Final answer:
The mean total expenditure on beverages with a covariance of 0.15 is $10.57, and the variance is 1.83. With zero covariance, the mean remains $10.57, but the variance is reduced to 1.53. Zero covariance indicates that the variables are independent.
Step-by-step explanation:
The question given involves calculating the mean and variance of a combined expenditure on two different beverages, tea (T) and coffee (C), by a population where the expenditures on each beverage are normally distributed, and then analyzing the effect of having zero covariance between the expenditures on the mean and variance of the total expenditure. To calculate the mean total expenditure on beverages when the covariance is 0.15, we multiply the mean expenditure per kg for tea and coffee by the respective quantities consumed (3kg and 1kg) and sum the totals, which gives us a mean of (3 * $2.85) + (1 * $2.12) = $10.57.

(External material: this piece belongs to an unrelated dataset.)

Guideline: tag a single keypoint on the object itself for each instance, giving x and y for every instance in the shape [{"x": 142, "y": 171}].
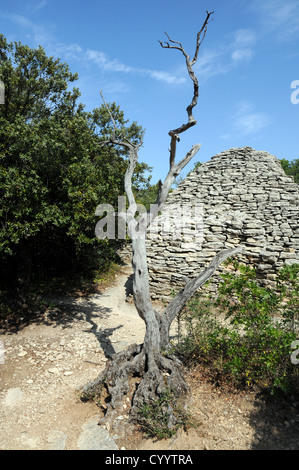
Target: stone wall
[{"x": 247, "y": 200}]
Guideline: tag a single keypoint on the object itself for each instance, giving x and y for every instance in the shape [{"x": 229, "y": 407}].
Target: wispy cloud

The variance of the total expenditure can be found using the formula for the sum of variances, taking into account the covariance between T and C, which is given by VAR(T+C) = VAR(T) + VAR(C) + 2COV(T,C). Here VAR(T) = 0.16 * 9 (since the consumption of tea is 3 kg), VAR(C) = 0.09, and COV(T,C) = 0.15. Thus, the variance of the total expenditure when covariance is 0.15 is 1.44 + 0.09 + 2(0.15) = 1.83.
When T and C have a bivariate normal distribution with covariance zero, we simply add the variances without considering the covariance, so the mean remains the same ($10.57), and the variance becomes 1.44 + 0.09 = 1.53. If T and C have a bivariate distribution with covariance zero, this implies that the variables are independent.